Ему нужно было сейчас какое-то физическое утешение. Я подошел и положил руку ему на плечо, боясь, что он сейчас разрыдается. Я был уверен, что сам я не заплачу. Я просто не мог. В смысле, я был уже по ту сторону всего этого.
Фил положил свою руку на мою.
— Жаль, — пробормотал он. — Жаль, что я… — Он запнулся. Я ждал. Куда теперь было спешить?
— Жаль, что я пообещал Дженни быть сильным… ради тебя.

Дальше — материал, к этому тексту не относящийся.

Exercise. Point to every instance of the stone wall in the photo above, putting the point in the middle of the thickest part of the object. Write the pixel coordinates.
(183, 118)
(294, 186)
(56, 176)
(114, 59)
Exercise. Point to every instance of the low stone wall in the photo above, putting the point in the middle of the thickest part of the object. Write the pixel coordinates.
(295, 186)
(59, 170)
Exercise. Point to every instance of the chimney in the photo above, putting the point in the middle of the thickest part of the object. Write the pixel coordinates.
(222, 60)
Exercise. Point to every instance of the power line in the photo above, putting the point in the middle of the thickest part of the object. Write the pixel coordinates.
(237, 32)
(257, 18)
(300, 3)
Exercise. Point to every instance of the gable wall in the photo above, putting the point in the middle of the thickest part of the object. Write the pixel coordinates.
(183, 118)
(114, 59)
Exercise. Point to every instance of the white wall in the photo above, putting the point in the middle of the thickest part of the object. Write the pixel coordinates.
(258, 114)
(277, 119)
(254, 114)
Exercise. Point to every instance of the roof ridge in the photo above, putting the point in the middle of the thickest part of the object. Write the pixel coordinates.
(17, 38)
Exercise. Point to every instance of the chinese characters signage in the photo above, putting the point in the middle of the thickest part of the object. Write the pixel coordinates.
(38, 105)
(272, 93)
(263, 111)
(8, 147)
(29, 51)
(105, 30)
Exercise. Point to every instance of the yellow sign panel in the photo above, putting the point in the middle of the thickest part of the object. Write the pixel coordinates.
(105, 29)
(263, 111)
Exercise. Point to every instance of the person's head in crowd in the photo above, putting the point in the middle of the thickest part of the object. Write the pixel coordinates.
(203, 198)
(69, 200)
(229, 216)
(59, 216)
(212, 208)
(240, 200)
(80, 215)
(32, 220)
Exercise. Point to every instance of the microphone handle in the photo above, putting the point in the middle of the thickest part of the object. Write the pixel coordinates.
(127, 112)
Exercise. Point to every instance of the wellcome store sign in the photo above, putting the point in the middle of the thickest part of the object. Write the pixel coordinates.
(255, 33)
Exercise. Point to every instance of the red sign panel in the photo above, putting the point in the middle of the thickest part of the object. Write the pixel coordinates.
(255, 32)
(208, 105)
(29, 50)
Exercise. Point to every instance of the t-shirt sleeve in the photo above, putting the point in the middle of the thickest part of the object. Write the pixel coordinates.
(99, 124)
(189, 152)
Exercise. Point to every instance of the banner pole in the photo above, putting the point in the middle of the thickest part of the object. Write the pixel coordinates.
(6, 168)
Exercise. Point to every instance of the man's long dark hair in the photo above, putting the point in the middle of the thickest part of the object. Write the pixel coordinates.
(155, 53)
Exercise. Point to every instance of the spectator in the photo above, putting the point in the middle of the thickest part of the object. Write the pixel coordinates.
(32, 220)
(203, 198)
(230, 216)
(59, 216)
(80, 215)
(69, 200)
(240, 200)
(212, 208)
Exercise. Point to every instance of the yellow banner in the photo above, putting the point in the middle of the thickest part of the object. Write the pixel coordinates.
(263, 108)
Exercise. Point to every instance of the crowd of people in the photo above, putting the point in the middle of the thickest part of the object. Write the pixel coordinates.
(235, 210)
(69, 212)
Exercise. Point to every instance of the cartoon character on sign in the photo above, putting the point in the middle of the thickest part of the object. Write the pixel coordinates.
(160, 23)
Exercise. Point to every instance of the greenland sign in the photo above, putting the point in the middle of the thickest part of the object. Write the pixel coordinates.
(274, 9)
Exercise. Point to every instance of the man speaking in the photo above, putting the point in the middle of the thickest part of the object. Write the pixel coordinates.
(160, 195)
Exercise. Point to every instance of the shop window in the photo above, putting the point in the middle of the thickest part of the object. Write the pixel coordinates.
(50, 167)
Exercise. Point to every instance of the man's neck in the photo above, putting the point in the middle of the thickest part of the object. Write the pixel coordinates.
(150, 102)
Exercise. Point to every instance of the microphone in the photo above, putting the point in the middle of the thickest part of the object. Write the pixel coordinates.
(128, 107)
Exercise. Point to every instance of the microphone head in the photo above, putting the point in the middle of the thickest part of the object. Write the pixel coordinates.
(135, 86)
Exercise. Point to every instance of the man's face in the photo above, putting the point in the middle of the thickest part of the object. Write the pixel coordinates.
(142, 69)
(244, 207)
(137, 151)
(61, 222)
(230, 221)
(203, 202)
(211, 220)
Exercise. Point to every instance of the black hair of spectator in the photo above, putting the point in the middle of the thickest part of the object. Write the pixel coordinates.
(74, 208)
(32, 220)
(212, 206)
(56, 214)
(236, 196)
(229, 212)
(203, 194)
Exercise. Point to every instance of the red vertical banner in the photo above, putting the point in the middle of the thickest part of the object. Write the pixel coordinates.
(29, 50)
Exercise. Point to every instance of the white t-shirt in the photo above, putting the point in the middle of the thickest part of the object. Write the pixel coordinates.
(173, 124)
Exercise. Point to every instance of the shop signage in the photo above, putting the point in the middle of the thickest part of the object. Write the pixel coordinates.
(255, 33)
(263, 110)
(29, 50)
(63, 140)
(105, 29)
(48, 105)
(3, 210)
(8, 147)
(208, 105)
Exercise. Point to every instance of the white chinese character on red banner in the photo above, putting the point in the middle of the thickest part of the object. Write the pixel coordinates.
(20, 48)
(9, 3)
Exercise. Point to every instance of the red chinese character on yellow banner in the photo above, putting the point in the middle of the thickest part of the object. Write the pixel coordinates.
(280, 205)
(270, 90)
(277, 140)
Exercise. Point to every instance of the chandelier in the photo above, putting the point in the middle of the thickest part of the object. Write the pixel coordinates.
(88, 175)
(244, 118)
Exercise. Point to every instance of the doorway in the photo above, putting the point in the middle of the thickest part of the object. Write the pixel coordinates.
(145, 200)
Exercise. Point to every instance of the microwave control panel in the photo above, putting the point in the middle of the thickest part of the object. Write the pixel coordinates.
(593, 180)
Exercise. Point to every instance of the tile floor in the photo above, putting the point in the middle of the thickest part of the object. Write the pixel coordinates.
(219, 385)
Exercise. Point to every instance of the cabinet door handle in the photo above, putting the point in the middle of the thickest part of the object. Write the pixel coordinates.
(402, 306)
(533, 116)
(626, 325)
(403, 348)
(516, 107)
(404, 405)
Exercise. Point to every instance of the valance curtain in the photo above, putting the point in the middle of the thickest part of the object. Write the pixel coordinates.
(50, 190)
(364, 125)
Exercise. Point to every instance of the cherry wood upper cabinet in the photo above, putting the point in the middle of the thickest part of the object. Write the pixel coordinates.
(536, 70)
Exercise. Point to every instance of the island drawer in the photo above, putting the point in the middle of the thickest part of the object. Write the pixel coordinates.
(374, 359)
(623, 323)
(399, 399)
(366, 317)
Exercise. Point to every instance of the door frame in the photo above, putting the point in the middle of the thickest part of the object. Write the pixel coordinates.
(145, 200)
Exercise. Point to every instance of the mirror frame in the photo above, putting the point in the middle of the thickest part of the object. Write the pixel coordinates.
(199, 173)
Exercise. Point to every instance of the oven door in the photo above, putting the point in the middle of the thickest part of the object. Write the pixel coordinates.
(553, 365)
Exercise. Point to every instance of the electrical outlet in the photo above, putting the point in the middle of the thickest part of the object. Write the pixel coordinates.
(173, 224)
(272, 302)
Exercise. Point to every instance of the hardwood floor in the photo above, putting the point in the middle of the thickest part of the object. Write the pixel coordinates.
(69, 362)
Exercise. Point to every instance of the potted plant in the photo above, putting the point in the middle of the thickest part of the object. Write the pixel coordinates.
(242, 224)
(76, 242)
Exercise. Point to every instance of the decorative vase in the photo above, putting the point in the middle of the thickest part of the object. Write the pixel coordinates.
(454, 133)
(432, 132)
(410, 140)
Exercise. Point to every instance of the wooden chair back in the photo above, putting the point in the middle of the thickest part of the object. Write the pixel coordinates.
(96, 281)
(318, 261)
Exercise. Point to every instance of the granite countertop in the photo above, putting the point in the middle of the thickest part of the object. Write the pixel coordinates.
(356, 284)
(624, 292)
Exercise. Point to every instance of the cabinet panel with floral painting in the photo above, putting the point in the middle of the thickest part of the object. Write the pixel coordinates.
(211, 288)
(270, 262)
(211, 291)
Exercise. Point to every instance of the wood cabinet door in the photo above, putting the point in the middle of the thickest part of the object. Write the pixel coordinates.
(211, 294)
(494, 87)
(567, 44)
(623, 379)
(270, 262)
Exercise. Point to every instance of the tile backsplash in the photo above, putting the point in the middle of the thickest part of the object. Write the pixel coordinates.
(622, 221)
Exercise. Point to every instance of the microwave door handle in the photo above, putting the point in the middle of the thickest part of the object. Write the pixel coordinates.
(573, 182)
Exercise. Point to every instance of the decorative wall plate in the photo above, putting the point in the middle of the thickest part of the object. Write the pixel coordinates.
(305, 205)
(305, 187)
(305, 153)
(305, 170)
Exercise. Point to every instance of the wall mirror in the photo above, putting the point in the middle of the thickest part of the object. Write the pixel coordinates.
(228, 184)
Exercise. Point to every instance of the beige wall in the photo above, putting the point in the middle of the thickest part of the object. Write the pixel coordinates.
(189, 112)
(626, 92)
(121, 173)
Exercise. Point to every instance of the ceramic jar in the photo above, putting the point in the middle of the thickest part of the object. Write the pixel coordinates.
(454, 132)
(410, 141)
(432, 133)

И, как бы выполняя данное обязательство, он тихонько потрепал меня по плечу.
Однако сейчас мне надо было остаться одному. Глотнуть свежего воздуха. Может быть, пройтись.
* * *Приемный покой внизу был погружен в тишину. Слышался лишь стук моих каблуков по линолеуму.
— Оливер!
Я остановился.
Это был отец. Мы были одни, если не считать дежурной в регистратуре.
Но я не мог сейчас говорить с ним. Глядя перед собой, я направился к вращающимся дверям. Через мгновение он тоже вышел на улицу и остановился рядом со мной.
— Оливер, — произнес он. — Ты должен был сказать мне.
Было очень холодно. Это было даже хорошо, потому что меня охватило какое-то оцепенение, и я хотел почувствовать хоть что-нибудь. Отец продолжал говорить, а я молча стоял, подставив лицо порывам холодного ветра.
— Я сразу помчался сюда, как только узнал.
Я забыл взять пальто. От стужи у меня заломило все тело. Хорошо. Очень хорошо.
— Оливер, — настойчиво повторил отец. — Я хочу помочь.
— Дженни умерла, — сказал я.
— Мне очень жаль… — ошеломленно прошептал он.
Не знаю почему, но я все повторял слова, которые когда-то давным-давно узнал от чудесной девушки, которая теперь умерла.
«Любовь — это когда ни о чем не нужно жалеть».
А потом я сделал то, чего никогда не делал в присутствии отца, тем более — у него на груди. Я заплакал.
Примечания
1
Имеется в виду английская поэтесса Елизабет Барретт Браунинг (1806–1861), жена поэта Роберта Браунинга.
2
У вершины горы Рашмор (1889 м) в скале вырезаны огромные головы американских президентов Вашингтона, Джефферсона, Линкольна и Теодора Рузвельта, каждая высотой метров двадцать.
3
В оригинале этого романа и в первом издании его перевода в «Захарове» в 1999 году была сохранена ненормативная лексика. По требованию придирчивых читателей здесь она заменена. Желающие могут купить в конторе издателя отдельные экземпляры первого издания.
4
Стихи Э. Б. Браунинг и У. Уитмена перевел Сергей Кладо.